Andy Murray confirmed this week that he will play in the tie provided he is fit.

The world No2 is in good shape at the moment but hopes to be playing three more matches here at Wimbledon, beginning with his quarter-final today against Jo-Wilfried Tsonga.

"He is named in the team, which is already a show of the commitment he has always had for us, but I can't sit here and say how anyone is going to feel depending on what happens during the week," Smith said. "If he is fit and healthy, then he will play.

"Davis Cup is really important to him. It's one of the things he really likes playing in. He has talked openly about that. It's clearly one of the events that motivates him. He likes being part of the team.

"He enjoys the people who are involved in it, the players, the staff. The atmosphere is amazing. I think there are all those elements that mean it remains an important part of his schedule."

Serbia have home advantage and have chosen the playing surface - clay - which they think will suit them best and provide the greatest challenge for their opponents.

Switching to clay immediately after the end of the grass-court campaign and immediately before a particularly busy hard-court season will test players to the limit.

Most of the leading men have two Masters Series tournaments and the Olympics to fit in between now and the start of the US Open at the end of August.

However, the Serbs will be without their two leading players, both Djokovic and Viktor Troicki having made themselves unavailable.

The Serbia team comprises Dusan Lajovic (world No 82), Filip Krajinovic (No 108), Janko Tipsarevic (No 411) and Nenad Zimonjic (No 26 in doubles). Tipsarevic, a former world No 8, is making his way back after a lengthy absence through injury.

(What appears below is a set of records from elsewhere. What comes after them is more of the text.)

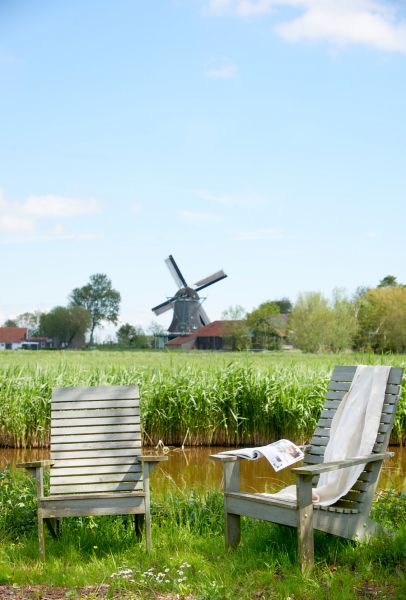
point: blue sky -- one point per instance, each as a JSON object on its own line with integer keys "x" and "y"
{"x": 263, "y": 137}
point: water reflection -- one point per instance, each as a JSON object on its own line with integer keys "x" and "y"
{"x": 191, "y": 469}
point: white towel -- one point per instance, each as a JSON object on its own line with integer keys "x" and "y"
{"x": 353, "y": 433}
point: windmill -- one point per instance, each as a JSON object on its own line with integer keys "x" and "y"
{"x": 188, "y": 313}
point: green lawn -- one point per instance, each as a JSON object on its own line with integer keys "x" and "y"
{"x": 189, "y": 558}
{"x": 213, "y": 398}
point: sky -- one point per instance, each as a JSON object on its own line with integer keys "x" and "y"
{"x": 263, "y": 137}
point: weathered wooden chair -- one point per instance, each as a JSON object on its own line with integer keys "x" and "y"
{"x": 348, "y": 517}
{"x": 96, "y": 466}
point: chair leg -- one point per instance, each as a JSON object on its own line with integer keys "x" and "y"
{"x": 139, "y": 521}
{"x": 41, "y": 538}
{"x": 305, "y": 535}
{"x": 232, "y": 530}
{"x": 54, "y": 526}
{"x": 148, "y": 537}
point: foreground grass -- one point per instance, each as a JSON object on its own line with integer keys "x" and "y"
{"x": 202, "y": 397}
{"x": 197, "y": 564}
{"x": 188, "y": 557}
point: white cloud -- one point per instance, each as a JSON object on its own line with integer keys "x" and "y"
{"x": 220, "y": 68}
{"x": 197, "y": 218}
{"x": 259, "y": 235}
{"x": 231, "y": 201}
{"x": 372, "y": 23}
{"x": 23, "y": 222}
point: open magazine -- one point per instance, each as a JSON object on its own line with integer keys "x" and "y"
{"x": 280, "y": 454}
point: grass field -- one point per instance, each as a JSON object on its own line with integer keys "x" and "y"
{"x": 100, "y": 557}
{"x": 227, "y": 397}
{"x": 198, "y": 397}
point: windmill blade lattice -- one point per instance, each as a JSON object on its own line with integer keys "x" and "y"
{"x": 188, "y": 313}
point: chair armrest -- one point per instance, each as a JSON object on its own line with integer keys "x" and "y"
{"x": 340, "y": 464}
{"x": 36, "y": 468}
{"x": 224, "y": 459}
{"x": 37, "y": 464}
{"x": 152, "y": 459}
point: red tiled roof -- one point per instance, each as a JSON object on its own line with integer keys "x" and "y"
{"x": 9, "y": 335}
{"x": 214, "y": 329}
{"x": 182, "y": 339}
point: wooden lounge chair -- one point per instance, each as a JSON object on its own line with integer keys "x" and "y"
{"x": 348, "y": 517}
{"x": 96, "y": 466}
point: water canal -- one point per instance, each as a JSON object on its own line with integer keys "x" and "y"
{"x": 191, "y": 469}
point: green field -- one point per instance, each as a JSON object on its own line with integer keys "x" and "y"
{"x": 203, "y": 397}
{"x": 197, "y": 398}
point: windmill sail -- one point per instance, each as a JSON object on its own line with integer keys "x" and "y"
{"x": 175, "y": 272}
{"x": 188, "y": 313}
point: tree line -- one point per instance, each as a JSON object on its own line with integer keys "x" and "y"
{"x": 373, "y": 319}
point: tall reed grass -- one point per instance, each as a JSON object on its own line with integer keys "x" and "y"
{"x": 184, "y": 399}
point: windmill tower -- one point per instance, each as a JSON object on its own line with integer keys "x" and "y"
{"x": 188, "y": 313}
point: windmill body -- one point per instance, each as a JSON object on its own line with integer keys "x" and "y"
{"x": 188, "y": 313}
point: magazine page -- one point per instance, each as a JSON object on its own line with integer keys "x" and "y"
{"x": 281, "y": 454}
{"x": 247, "y": 453}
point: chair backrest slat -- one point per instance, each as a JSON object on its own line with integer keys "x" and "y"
{"x": 95, "y": 440}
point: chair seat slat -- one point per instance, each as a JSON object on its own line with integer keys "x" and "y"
{"x": 101, "y": 392}
{"x": 95, "y": 453}
{"x": 85, "y": 405}
{"x": 93, "y": 488}
{"x": 94, "y": 469}
{"x": 94, "y": 437}
{"x": 97, "y": 478}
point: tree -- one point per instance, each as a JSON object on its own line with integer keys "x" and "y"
{"x": 344, "y": 323}
{"x": 10, "y": 323}
{"x": 65, "y": 326}
{"x": 382, "y": 319}
{"x": 234, "y": 313}
{"x": 266, "y": 326}
{"x": 388, "y": 281}
{"x": 30, "y": 320}
{"x": 100, "y": 299}
{"x": 130, "y": 336}
{"x": 235, "y": 328}
{"x": 284, "y": 304}
{"x": 310, "y": 322}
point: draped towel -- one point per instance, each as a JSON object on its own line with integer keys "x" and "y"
{"x": 353, "y": 433}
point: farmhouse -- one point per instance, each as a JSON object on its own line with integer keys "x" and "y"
{"x": 15, "y": 338}
{"x": 213, "y": 336}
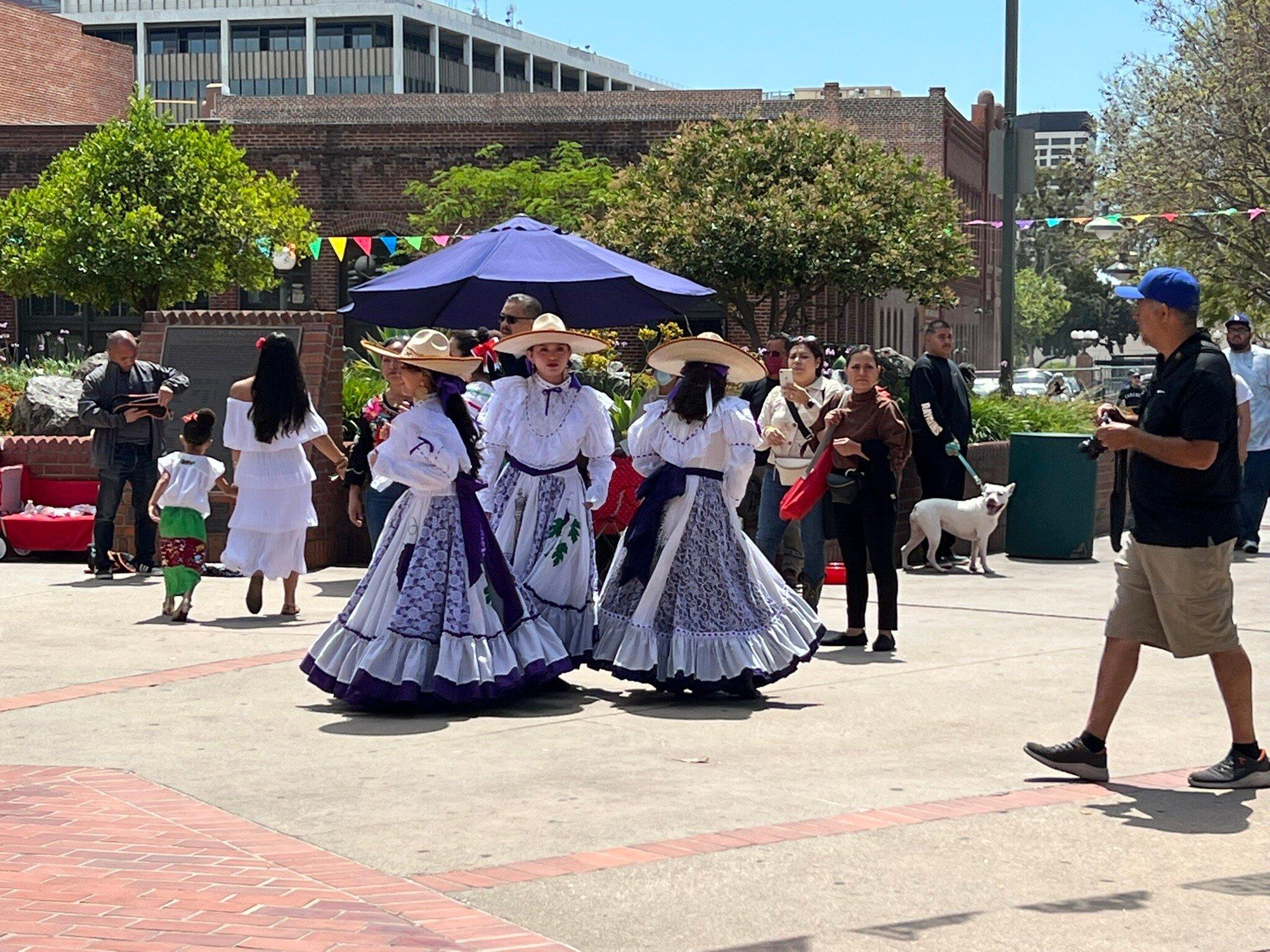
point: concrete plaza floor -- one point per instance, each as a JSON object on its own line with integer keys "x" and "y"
{"x": 868, "y": 801}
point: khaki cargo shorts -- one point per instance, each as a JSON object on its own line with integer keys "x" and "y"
{"x": 1179, "y": 599}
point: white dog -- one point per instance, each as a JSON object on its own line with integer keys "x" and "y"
{"x": 970, "y": 518}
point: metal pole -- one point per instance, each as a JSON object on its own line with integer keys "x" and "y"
{"x": 1010, "y": 200}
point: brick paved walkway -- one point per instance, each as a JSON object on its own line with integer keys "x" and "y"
{"x": 103, "y": 860}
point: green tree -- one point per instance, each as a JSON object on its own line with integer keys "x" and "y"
{"x": 1186, "y": 130}
{"x": 1067, "y": 254}
{"x": 1041, "y": 305}
{"x": 778, "y": 211}
{"x": 149, "y": 214}
{"x": 566, "y": 190}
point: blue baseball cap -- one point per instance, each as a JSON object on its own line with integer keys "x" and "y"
{"x": 1169, "y": 286}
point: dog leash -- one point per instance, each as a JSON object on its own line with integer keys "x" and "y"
{"x": 969, "y": 469}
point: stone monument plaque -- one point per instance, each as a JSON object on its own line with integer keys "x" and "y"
{"x": 214, "y": 358}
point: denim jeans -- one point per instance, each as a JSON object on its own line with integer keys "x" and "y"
{"x": 133, "y": 465}
{"x": 378, "y": 507}
{"x": 771, "y": 527}
{"x": 1253, "y": 496}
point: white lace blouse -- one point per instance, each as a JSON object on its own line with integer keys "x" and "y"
{"x": 424, "y": 451}
{"x": 546, "y": 426}
{"x": 726, "y": 441}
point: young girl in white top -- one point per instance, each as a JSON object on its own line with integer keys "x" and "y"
{"x": 269, "y": 421}
{"x": 438, "y": 620}
{"x": 180, "y": 506}
{"x": 540, "y": 507}
{"x": 690, "y": 601}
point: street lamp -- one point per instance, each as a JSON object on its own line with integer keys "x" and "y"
{"x": 1121, "y": 272}
{"x": 1104, "y": 229}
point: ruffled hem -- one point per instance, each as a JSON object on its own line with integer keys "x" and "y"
{"x": 683, "y": 660}
{"x": 575, "y": 627}
{"x": 391, "y": 671}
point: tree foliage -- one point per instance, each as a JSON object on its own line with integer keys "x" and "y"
{"x": 778, "y": 211}
{"x": 149, "y": 214}
{"x": 1041, "y": 305}
{"x": 1073, "y": 258}
{"x": 1185, "y": 131}
{"x": 566, "y": 190}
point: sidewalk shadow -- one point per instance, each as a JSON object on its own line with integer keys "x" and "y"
{"x": 1180, "y": 810}
{"x": 699, "y": 707}
{"x": 556, "y": 701}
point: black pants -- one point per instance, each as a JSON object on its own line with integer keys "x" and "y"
{"x": 134, "y": 466}
{"x": 866, "y": 534}
{"x": 943, "y": 478}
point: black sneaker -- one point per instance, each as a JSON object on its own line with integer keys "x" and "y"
{"x": 1236, "y": 772}
{"x": 845, "y": 640}
{"x": 1071, "y": 757}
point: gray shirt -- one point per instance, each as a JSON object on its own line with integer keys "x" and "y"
{"x": 110, "y": 428}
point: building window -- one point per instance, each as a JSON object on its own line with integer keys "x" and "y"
{"x": 291, "y": 295}
{"x": 184, "y": 40}
{"x": 353, "y": 36}
{"x": 258, "y": 38}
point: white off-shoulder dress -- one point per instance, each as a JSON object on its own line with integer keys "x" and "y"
{"x": 432, "y": 624}
{"x": 713, "y": 614}
{"x": 275, "y": 507}
{"x": 534, "y": 434}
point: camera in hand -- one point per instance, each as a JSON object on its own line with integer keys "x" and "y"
{"x": 1093, "y": 447}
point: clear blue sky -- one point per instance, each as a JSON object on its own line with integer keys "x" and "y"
{"x": 1066, "y": 46}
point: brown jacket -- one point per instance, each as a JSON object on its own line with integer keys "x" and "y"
{"x": 869, "y": 416}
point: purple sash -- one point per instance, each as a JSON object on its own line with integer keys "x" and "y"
{"x": 668, "y": 482}
{"x": 483, "y": 552}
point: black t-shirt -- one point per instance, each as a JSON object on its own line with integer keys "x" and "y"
{"x": 756, "y": 395}
{"x": 1192, "y": 397}
{"x": 1132, "y": 398}
{"x": 938, "y": 382}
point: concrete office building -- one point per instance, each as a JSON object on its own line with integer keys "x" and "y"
{"x": 1060, "y": 136}
{"x": 335, "y": 47}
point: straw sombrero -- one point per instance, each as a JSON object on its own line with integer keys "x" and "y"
{"x": 429, "y": 350}
{"x": 706, "y": 348}
{"x": 549, "y": 329}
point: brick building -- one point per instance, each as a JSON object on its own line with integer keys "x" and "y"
{"x": 353, "y": 156}
{"x": 36, "y": 90}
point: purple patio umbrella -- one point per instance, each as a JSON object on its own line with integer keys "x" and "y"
{"x": 466, "y": 283}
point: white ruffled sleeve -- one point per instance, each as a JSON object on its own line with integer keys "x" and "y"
{"x": 643, "y": 439}
{"x": 738, "y": 427}
{"x": 415, "y": 456}
{"x": 495, "y": 421}
{"x": 597, "y": 446}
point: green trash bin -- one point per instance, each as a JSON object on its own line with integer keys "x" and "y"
{"x": 1052, "y": 512}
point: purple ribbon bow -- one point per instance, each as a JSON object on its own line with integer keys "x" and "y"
{"x": 574, "y": 384}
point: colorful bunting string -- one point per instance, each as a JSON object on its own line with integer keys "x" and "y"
{"x": 1025, "y": 224}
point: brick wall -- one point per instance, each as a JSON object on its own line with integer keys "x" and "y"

Smith said there would no question of suggesting to Andy Murray that he does not have to play in the light of the weakened Serbian line-up.

"If he wants to play, absolutely he plays," Smith said.

"This competition really motivates him. He has thrived on the responsibility of leading the team. He enjoys every single day of the training and being around the guys. It says a lot that he wants to play and to be involved in this tie, as well.

"There's every reason that we could go through to say, 'Come on, skip this!' But that's not how he feels. He knows himself better than anybody.

"He's playing great tennis. We can't sit here and prepare for what we think may be a weakened team. We have to look after our own and realise this is an opportunity for us to try to reach the semi-finals again."

Assuming everyone is fit, Britain's second singles player is likely to be Edmund, who excels on clay. Evans, who has been nursing a leg injury, is less comfortable on the surface, but Smith pointed out that he is in good form and will climb to a career-high world ranking position of around No 72 next week.

"Although clay is not the surface that he would choose to play on, he is playing very, very well and I've got a lot of confidence in him when it comes to Davis Cup," Smith said.

"There are a few things that can happen in the coming days and weeks. That's why you need that flexibility and you are allowed to change two players within an hour of the draw."

He added: "Whoever turns out for them, they are going to be tough. It's going to be very, very hot, 35C-plus. It's on clay, their chosen surface, in front of their home fans.

"They will be lifted by everything. They are playing against the defending champions. It's going to be very difficult whoever turns out for them."